Thanks to Jaye Spiro for the introduction and to Jaye and Rich Parsons for helping me in between lessons so that I could absorb as much as possible before I went back home.  Good stuff, folks.

Yours,
Dan Anderson


----------



## Rich Parsons (Apr 17, 2003)

> _Originally posted by Dan Anderson _
> *Hi All,
> I had the priviledge this last weekend of beginning my training in Balintawak Eskrima with Manong Ted Buot.  It is hard to go into with very much detail my initial training sessions except for that it is very different from my training with Remy Presas and that Manong Ted also epitomizes the viewpoint of your are there already.  It was an exhilarating series of lessons which left me with A LOT of work to do.
> 
> ...



Dan,

How did the rest of the classes go?

I am glad yo enjoyed your training. 

Will look forward to training with you and others in the near future


----------



## Dan Anderson (Apr 18, 2003)

Rich,
They went very well.  We went over several sequences, _what ifs_.  One I titled the _deteriorating timing_ sequence.  You probably know the concept, if you are a little bit late you can do this, if you are later you can do this...and so on.  I'll send you my notes so that you can go over them and tell me where I went off the rails.

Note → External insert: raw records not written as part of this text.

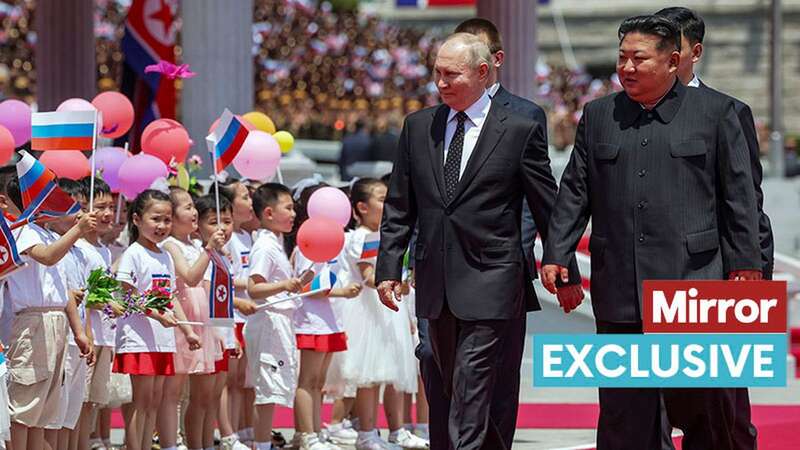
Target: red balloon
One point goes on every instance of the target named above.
(166, 139)
(320, 240)
(117, 113)
(66, 163)
(6, 145)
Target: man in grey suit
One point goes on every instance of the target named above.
(664, 173)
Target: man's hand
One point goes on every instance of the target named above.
(390, 292)
(550, 272)
(570, 297)
(245, 306)
(745, 275)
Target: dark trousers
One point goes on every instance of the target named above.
(505, 398)
(467, 354)
(632, 418)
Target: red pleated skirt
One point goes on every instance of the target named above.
(148, 363)
(327, 343)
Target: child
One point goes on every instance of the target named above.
(319, 335)
(237, 400)
(209, 226)
(145, 343)
(191, 262)
(97, 256)
(74, 385)
(269, 333)
(39, 299)
(381, 348)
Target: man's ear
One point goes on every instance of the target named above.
(697, 52)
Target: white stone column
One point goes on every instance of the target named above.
(64, 55)
(217, 40)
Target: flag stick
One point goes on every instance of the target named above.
(291, 297)
(94, 145)
(119, 196)
(212, 148)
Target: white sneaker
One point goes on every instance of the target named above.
(310, 441)
(371, 441)
(340, 435)
(405, 439)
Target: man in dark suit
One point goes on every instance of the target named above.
(460, 176)
(505, 399)
(664, 173)
(692, 33)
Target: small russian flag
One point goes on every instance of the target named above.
(226, 140)
(371, 244)
(63, 130)
(41, 197)
(323, 281)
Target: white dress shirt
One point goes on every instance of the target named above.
(476, 113)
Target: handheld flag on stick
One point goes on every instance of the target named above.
(63, 130)
(41, 197)
(371, 244)
(9, 258)
(220, 297)
(228, 138)
(324, 281)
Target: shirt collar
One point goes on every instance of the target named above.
(476, 112)
(493, 89)
(665, 110)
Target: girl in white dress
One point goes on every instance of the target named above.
(380, 343)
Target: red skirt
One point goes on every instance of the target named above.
(150, 363)
(239, 329)
(326, 343)
(221, 365)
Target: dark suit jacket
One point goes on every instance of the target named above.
(669, 191)
(765, 238)
(469, 248)
(534, 112)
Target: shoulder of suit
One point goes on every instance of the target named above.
(723, 97)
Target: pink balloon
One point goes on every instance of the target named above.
(330, 203)
(320, 239)
(259, 157)
(16, 116)
(166, 139)
(117, 113)
(138, 172)
(6, 145)
(107, 161)
(75, 104)
(66, 163)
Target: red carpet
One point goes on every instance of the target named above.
(778, 426)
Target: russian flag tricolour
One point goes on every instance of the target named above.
(371, 244)
(63, 130)
(227, 139)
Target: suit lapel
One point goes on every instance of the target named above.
(436, 146)
(491, 134)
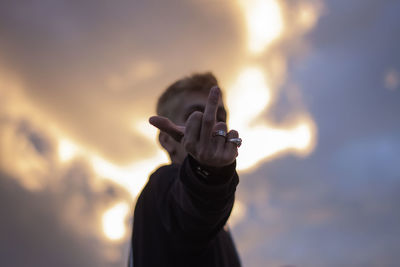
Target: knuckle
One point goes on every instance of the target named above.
(208, 120)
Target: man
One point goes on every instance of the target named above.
(181, 213)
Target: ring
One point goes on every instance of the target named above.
(219, 133)
(236, 141)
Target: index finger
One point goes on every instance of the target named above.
(210, 113)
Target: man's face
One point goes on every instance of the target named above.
(191, 102)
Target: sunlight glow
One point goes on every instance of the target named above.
(261, 140)
(131, 177)
(114, 221)
(66, 150)
(264, 23)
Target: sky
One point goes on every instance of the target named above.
(313, 87)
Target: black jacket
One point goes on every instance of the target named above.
(180, 216)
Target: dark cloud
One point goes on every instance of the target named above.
(337, 207)
(67, 53)
(47, 228)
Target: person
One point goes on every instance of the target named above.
(180, 215)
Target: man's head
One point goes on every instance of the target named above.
(179, 100)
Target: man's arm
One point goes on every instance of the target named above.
(198, 203)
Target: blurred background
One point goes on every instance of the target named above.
(313, 86)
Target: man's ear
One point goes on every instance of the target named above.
(167, 143)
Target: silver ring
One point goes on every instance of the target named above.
(219, 133)
(236, 141)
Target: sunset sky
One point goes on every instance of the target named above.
(313, 87)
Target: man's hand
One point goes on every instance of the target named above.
(197, 134)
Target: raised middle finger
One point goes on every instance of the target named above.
(209, 115)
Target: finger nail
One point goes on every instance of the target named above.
(215, 91)
(152, 119)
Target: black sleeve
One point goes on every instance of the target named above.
(196, 205)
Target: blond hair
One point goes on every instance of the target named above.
(169, 102)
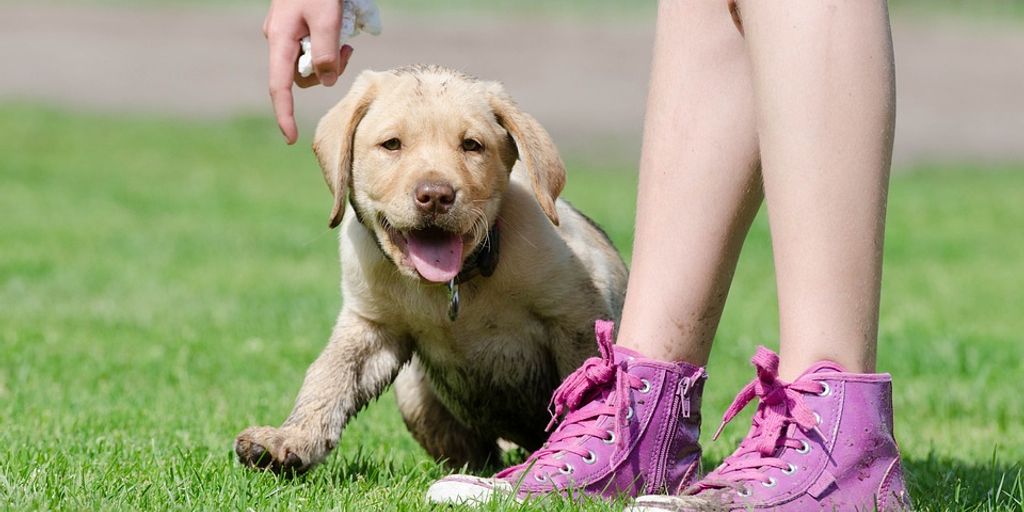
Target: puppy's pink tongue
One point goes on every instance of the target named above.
(437, 256)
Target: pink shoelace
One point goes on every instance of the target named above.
(780, 404)
(574, 402)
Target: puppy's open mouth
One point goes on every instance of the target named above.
(435, 253)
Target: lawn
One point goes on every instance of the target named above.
(164, 285)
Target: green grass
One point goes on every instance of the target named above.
(164, 285)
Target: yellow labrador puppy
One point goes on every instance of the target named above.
(467, 284)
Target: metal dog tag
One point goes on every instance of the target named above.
(453, 300)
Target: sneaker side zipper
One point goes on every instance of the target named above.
(680, 408)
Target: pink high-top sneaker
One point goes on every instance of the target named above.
(629, 425)
(822, 442)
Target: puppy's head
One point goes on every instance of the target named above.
(425, 155)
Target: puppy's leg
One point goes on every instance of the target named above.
(443, 436)
(359, 361)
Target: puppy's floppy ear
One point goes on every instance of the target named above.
(547, 173)
(335, 134)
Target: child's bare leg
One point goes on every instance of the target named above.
(823, 82)
(699, 184)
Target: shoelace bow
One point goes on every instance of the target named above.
(781, 403)
(579, 389)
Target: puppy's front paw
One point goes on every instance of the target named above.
(285, 450)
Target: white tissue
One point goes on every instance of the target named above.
(357, 15)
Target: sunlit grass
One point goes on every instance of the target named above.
(164, 285)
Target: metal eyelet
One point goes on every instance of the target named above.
(611, 437)
(591, 458)
(804, 448)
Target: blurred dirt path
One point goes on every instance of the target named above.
(961, 85)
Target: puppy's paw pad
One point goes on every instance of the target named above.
(273, 449)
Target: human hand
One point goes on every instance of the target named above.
(286, 24)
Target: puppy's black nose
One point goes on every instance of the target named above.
(434, 197)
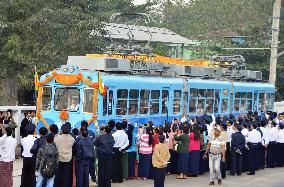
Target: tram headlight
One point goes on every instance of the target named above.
(71, 69)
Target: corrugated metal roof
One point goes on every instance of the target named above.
(141, 33)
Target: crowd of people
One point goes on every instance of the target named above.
(117, 151)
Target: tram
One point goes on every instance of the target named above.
(76, 92)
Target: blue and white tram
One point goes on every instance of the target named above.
(143, 98)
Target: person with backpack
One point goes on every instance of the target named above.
(46, 162)
(84, 152)
(64, 144)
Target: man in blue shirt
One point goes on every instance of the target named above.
(237, 146)
(104, 144)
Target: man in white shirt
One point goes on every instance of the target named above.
(272, 146)
(264, 142)
(28, 171)
(254, 137)
(121, 142)
(280, 146)
(7, 155)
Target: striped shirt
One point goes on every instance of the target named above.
(144, 147)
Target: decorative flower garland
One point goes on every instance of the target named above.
(69, 79)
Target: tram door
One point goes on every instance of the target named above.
(165, 102)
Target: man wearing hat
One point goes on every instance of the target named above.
(28, 171)
(64, 144)
(237, 146)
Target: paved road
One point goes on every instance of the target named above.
(264, 178)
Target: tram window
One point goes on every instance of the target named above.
(200, 106)
(193, 92)
(249, 95)
(210, 93)
(216, 101)
(110, 100)
(67, 99)
(155, 95)
(107, 104)
(249, 105)
(122, 94)
(121, 104)
(46, 99)
(88, 100)
(237, 94)
(176, 103)
(237, 105)
(133, 102)
(144, 101)
(243, 105)
(201, 93)
(261, 101)
(209, 105)
(165, 98)
(224, 107)
(192, 105)
(225, 92)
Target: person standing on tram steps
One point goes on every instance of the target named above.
(160, 158)
(183, 152)
(237, 146)
(28, 176)
(39, 142)
(280, 146)
(121, 142)
(104, 144)
(53, 130)
(272, 146)
(46, 163)
(84, 152)
(7, 155)
(216, 150)
(64, 144)
(24, 123)
(254, 137)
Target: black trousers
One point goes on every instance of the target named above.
(262, 157)
(104, 170)
(271, 154)
(280, 155)
(228, 156)
(92, 169)
(173, 162)
(245, 163)
(63, 176)
(159, 177)
(28, 178)
(236, 166)
(117, 172)
(252, 155)
(223, 169)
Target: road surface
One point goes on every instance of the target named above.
(263, 178)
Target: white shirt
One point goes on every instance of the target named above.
(27, 144)
(245, 132)
(121, 139)
(272, 134)
(7, 148)
(265, 139)
(254, 136)
(280, 136)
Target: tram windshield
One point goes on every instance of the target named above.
(67, 99)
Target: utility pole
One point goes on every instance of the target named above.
(274, 41)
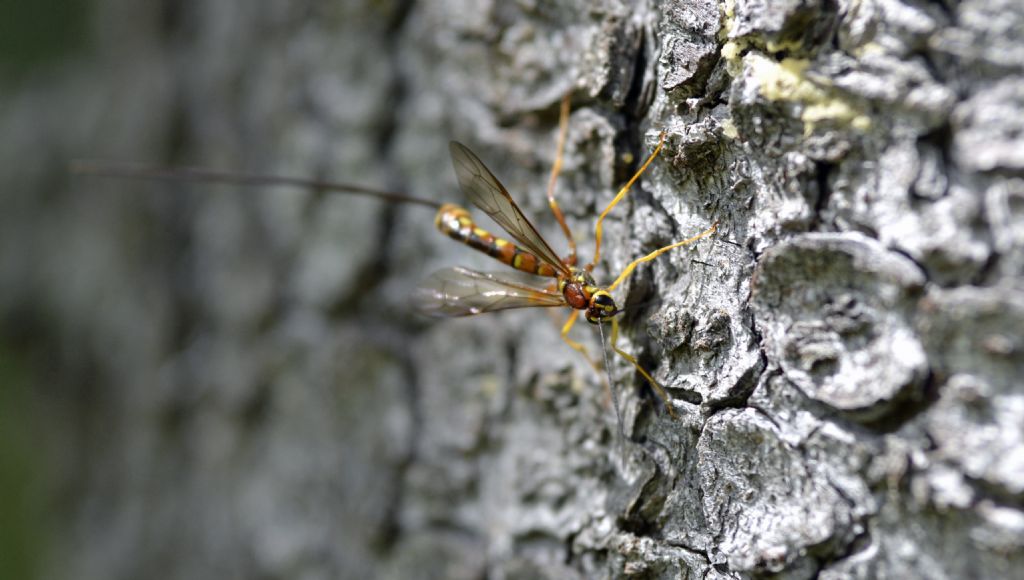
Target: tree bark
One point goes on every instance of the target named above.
(231, 382)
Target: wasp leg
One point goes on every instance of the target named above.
(556, 168)
(633, 265)
(657, 387)
(578, 346)
(598, 229)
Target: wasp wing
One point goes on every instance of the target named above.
(461, 292)
(486, 193)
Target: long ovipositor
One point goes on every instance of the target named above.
(456, 222)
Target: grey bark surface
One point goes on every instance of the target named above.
(233, 383)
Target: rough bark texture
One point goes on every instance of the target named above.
(231, 383)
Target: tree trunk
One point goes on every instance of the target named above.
(211, 381)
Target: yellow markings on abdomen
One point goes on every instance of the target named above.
(456, 222)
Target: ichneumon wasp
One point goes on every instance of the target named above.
(460, 291)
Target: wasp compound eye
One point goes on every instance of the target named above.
(604, 301)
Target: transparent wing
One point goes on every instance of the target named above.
(486, 193)
(461, 292)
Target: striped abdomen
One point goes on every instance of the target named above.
(457, 223)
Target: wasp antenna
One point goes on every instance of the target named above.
(203, 175)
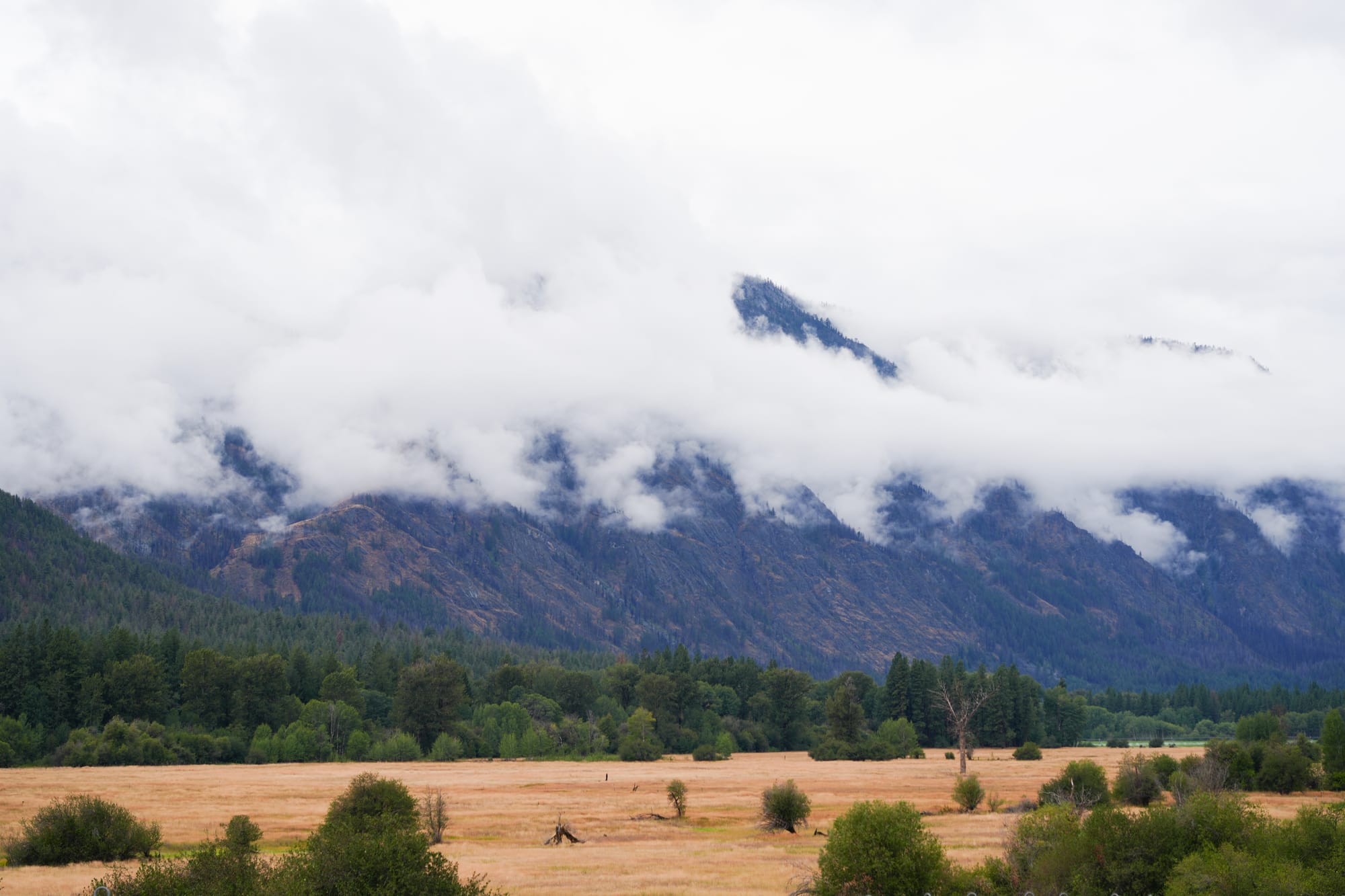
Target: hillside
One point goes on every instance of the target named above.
(1008, 583)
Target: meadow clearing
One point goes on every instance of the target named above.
(502, 810)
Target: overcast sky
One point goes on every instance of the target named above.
(395, 241)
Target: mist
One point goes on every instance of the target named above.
(397, 244)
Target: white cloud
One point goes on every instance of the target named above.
(1276, 525)
(397, 241)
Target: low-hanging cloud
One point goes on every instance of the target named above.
(399, 244)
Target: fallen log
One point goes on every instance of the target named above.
(563, 831)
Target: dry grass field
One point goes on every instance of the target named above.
(502, 810)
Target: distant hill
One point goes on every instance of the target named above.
(767, 309)
(1008, 581)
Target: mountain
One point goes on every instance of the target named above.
(766, 309)
(1261, 596)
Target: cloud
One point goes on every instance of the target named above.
(396, 243)
(1276, 525)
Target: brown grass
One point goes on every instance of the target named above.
(501, 811)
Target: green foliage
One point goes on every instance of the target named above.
(1082, 784)
(428, 698)
(968, 792)
(1164, 767)
(447, 748)
(1229, 872)
(369, 844)
(1027, 752)
(397, 748)
(870, 748)
(677, 797)
(641, 744)
(785, 806)
(900, 735)
(434, 810)
(707, 754)
(1137, 780)
(1334, 743)
(845, 715)
(81, 829)
(1261, 727)
(880, 848)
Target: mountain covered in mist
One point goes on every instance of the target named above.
(1250, 595)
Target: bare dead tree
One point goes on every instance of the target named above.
(435, 815)
(961, 706)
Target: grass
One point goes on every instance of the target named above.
(501, 811)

One thing I noticed.  When I returned for my second lesson (I began by taking three 2-hour lessons), he greeted me more warmly than before.  His manners are impeccable and he always greeted me with a smile but this was different.  Also what is cool is that I am now _on the wall._  What an honor.

All for now.

Yours,
Dan


----------



## Rich Parsons (Apr 18, 2003)

> _Originally posted by Dan Anderson _
> *Rich,
> They went very well.  We went over several sequences, what ifs.  One I titled the deteriorating timing sequence.  You probably know the concept, if you are a little bit late you can do this, if you are later you can do this...and so on.  I'll send you my notes so that you can go over them and tell me where I went off the rails.
> 
> ...



Manong Ted Buot is always happy to see his students. He truly enjoys the art and the teaching. Welcome to the family.

I'll see you soon, and we can chat more and review for both of us.


----------



## Dan Anderson (Apr 18, 2003)

Glad to be part of the family.
Yours,
Dan


----------